February 8, 2018 6:15 PM, EST

Editorial: Taking Flight for Trucking

Truck manufacturers worked wonders for our staff’s air miles rewards programs last week, hosting three concurrent events to showcase three very different variants of commercial trucks.

The biggest air mileage tally came courtesy of Daimler AG, which unveiled its next-generation Sprinter van from Dusseldorf, Germany. The Sprinter — sold in the U.S. under the Mercedes-Benz and Freightliner brands — is a mainstay for all manner of commercial applications, and its prevalence on city streets is likely to grow as rising e-commerce continues to lift demand for last-mile deliveries.

Daimler wants to make sure the Sprinter is ready, will offer the truck in a multitude of configurations and has also outfitted the new model with a broad suite of connectivity and safety technologies, along with a planned addition of a gasoline engine as an option to diesel.

Hydrogen-electric fuel cell power propels a prototype truck Kenworth unveiled at its technical center in Mount Vernon, Wash. Kenworth said the truck can haul the same 80,000 pounds as a standard, diesel-powered, Class 8 model, emitting nothing but water vapor. The truck will go into service at the Ports of Los Angeles and Long Beach, both of which have included zero-emissions vehicles in their long-term clean-air action plans.

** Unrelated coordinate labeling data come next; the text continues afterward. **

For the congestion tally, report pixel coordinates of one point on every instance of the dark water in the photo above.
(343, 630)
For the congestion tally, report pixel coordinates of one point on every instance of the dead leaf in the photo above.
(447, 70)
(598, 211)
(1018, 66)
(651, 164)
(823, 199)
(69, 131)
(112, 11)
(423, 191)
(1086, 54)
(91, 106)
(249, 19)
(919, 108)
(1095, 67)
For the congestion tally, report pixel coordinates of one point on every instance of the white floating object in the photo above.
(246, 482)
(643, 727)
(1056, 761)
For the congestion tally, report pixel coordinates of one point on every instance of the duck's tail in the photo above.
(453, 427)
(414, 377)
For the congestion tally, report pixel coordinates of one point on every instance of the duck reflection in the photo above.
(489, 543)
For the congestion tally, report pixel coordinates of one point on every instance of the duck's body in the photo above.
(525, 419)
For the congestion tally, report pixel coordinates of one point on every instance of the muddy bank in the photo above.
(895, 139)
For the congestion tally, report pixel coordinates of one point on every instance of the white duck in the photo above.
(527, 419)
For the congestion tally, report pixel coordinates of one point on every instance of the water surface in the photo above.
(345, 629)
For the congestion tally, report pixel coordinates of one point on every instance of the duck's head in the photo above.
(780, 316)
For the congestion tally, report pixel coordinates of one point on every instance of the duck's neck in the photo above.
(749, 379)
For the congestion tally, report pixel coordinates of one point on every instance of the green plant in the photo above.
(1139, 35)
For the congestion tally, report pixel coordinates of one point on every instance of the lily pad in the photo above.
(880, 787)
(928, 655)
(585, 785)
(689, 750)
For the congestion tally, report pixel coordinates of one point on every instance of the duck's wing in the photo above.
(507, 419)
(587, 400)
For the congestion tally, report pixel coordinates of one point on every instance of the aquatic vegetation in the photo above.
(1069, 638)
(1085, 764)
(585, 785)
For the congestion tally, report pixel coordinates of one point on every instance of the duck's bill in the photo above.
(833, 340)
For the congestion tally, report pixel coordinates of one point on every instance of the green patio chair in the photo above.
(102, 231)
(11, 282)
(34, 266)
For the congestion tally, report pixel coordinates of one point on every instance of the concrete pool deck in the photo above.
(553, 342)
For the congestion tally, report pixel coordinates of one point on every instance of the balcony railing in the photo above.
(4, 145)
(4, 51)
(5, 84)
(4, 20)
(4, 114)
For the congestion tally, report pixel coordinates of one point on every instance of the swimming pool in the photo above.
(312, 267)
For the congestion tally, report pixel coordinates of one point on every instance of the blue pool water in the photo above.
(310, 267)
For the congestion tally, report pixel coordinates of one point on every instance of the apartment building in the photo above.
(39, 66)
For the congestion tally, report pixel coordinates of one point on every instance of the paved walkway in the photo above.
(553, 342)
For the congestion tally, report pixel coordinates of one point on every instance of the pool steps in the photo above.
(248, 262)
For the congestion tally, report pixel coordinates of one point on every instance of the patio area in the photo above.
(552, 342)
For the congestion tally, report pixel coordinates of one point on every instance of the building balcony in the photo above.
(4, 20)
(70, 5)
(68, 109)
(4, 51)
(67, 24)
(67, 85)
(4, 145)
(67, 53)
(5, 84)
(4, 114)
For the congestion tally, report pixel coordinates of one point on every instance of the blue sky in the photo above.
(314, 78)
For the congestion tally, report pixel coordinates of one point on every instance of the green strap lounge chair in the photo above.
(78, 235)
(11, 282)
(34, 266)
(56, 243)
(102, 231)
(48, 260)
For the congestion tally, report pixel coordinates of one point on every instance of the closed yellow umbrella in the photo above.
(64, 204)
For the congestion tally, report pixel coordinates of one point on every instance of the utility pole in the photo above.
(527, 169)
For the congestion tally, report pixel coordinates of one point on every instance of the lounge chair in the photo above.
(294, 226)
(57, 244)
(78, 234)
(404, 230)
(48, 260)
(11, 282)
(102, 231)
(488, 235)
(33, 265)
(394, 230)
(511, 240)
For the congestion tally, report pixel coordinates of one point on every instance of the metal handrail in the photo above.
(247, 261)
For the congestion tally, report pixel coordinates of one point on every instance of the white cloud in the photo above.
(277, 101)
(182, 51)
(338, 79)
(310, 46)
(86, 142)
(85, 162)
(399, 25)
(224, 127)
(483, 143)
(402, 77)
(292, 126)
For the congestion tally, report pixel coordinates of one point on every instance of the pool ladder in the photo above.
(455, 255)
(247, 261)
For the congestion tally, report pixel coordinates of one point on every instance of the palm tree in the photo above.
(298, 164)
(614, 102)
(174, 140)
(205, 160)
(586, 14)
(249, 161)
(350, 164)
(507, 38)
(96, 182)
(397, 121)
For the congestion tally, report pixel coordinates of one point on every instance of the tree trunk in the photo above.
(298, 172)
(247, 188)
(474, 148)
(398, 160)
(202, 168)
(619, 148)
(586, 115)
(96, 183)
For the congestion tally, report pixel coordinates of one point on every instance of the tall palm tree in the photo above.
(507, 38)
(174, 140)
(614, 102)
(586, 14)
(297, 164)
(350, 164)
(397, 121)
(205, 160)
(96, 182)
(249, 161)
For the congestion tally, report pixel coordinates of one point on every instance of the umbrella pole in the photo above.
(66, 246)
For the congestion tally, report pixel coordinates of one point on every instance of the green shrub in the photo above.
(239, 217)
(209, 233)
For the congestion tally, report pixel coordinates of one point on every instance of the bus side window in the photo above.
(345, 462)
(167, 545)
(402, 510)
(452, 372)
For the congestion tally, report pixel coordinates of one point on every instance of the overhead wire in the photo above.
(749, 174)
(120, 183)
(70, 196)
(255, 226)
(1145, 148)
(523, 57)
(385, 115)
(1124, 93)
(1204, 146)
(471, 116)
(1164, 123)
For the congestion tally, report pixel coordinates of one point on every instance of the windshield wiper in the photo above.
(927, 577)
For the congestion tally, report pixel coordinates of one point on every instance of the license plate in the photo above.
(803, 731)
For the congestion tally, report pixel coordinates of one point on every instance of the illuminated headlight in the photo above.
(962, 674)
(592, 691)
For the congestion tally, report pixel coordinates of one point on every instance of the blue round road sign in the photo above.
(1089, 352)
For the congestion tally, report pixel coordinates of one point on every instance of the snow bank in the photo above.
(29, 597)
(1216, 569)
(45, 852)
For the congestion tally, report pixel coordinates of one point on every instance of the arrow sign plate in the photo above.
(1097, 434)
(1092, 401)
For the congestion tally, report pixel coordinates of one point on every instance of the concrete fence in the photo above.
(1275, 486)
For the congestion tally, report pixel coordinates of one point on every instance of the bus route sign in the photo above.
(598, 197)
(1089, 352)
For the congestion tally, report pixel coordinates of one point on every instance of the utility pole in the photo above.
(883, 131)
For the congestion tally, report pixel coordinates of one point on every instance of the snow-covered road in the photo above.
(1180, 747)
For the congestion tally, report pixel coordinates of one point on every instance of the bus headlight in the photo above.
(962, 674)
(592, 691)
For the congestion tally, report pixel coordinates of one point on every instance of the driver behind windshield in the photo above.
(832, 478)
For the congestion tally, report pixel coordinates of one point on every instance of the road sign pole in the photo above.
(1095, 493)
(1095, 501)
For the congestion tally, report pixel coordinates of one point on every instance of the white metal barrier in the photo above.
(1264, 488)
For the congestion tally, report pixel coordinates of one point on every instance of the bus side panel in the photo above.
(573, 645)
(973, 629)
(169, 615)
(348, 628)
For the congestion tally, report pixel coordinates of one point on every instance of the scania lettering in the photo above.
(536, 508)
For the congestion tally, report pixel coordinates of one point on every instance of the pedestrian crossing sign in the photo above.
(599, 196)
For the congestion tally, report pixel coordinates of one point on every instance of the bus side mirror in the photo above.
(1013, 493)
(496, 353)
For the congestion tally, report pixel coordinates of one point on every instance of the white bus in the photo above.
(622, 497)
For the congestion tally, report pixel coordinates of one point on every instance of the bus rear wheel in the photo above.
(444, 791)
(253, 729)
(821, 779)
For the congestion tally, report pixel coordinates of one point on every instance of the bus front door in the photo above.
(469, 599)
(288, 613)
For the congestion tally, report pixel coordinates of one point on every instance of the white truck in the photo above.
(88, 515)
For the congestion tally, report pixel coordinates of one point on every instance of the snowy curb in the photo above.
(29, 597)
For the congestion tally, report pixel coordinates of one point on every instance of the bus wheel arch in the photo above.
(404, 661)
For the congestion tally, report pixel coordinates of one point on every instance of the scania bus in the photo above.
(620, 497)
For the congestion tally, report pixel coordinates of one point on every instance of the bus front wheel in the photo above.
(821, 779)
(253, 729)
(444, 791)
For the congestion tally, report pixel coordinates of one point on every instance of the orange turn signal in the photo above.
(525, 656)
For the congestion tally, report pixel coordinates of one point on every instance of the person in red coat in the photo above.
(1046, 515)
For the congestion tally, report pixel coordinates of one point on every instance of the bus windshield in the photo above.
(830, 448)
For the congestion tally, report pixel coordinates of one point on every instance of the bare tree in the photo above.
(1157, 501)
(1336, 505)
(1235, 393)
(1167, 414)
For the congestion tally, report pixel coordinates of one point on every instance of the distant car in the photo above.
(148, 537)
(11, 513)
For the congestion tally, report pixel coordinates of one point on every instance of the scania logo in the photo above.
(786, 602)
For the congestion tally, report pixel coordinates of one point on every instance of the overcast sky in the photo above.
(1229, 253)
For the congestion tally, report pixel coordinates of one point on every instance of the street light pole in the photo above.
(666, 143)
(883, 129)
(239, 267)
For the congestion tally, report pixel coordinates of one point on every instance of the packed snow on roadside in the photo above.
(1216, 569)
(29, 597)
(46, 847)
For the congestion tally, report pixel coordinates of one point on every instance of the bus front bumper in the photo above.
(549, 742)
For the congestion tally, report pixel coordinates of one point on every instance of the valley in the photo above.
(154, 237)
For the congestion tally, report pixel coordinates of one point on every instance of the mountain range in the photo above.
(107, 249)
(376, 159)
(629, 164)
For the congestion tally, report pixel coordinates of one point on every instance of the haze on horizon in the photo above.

Meanwhile, Daimler Trucks North America’s long-term plans for its factory in Redford, Mich., include expansion to accommodate sister company Detroit with the production of a new medium-duty 8-liter engine, which it unveiled during a press event in West Palm Beach, Fla. The company has spent $375 million to upgrade the facility to produce not only the DD8, as the new engine is called, but also updates to the existing DD5 medium-duty engine. The facility already produces Detroit heavy-duty engines and automated manual transmissions. DTNA began installing the engines in trucks last week.

These introductions landed during the same week it was reported that January Class 8 orders surged to reach the second-highest monthly total ever, buoyed by what analysts said is an environment defined by a strong freight market, corporate tax breaks and a dwindling supply of production slots for new trucks.

With more and more options becoming available, the factories that crank out new trucks could be busy for some time to come.